Integridad del vacío: el factor más importante que contribuye a la larga vida útil de los interruptores de vacío

Cómo el nivel de vacío garantiza la resistencia dieléctrica durante décadas

Cuando la presión interna se mantiene a niveles de aproximadamente 10^-2 Pa e incluso inferiores, no pueden producirse avalanchas electrónicas ni cascadas de ionización, que comprometen el aislamiento. En estos altos niveles de vacío, la distancia entre las moléculas de gas es suficientemente grande como para impedir la formación de trayectorias conductoras. Las investigaciones indican que los interruptores de vacío (VCB) construidos para operar a una presión base de 10^-4 Pa conservan el 95 % de su rigidez dieléctrica original tras 30 años. Las principales razones de la conservación de la rigidez dieléctrica a baja presión incluyen una dispersión eficiente de electrones, la ausencia de moléculas de gas disponibles para la ionización y un sistema de contactos estable. Estas condiciones solo pueden lograrse si los fabricantes definen los niveles de vacío para todo el ciclo de producción y funcionamiento del dispositivo.

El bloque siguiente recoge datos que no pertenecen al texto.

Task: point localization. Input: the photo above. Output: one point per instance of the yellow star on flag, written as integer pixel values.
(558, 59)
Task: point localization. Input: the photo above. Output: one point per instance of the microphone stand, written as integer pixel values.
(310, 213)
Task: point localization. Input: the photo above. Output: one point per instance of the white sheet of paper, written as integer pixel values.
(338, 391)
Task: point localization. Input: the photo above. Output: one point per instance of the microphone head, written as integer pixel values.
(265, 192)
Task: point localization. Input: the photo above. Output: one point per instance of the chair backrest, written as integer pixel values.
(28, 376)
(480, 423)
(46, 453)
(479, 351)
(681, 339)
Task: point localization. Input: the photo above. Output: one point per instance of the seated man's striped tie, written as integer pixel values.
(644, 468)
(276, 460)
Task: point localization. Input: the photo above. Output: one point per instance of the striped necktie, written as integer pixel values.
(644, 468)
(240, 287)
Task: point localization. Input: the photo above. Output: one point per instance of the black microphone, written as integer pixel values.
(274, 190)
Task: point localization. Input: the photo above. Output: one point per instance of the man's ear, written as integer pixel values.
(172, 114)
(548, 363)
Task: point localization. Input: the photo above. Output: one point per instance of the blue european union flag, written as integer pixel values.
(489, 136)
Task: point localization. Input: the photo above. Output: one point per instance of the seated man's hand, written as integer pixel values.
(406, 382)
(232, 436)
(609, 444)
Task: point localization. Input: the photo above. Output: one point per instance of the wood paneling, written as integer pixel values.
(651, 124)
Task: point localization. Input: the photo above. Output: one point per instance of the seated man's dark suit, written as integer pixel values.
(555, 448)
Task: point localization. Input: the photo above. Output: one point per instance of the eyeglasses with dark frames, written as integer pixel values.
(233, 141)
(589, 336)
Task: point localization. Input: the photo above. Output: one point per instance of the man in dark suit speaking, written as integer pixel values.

Sellos herméticos cerámico-metal frente a sellos herméticos vidrio-metal: impacto en la vida útil. La unión moderna de cerámicas y metales ha logrado, por primera vez, una tasa de fuga de helio inferior a 10⁻¹² mbar·L/s, lo que representa una mejora de más de 100 veces respecto a la de los sellos de vidrio. Se trata de un cambio cualitativo que ralentiza los procesos de envejecimiento de los dispositivos.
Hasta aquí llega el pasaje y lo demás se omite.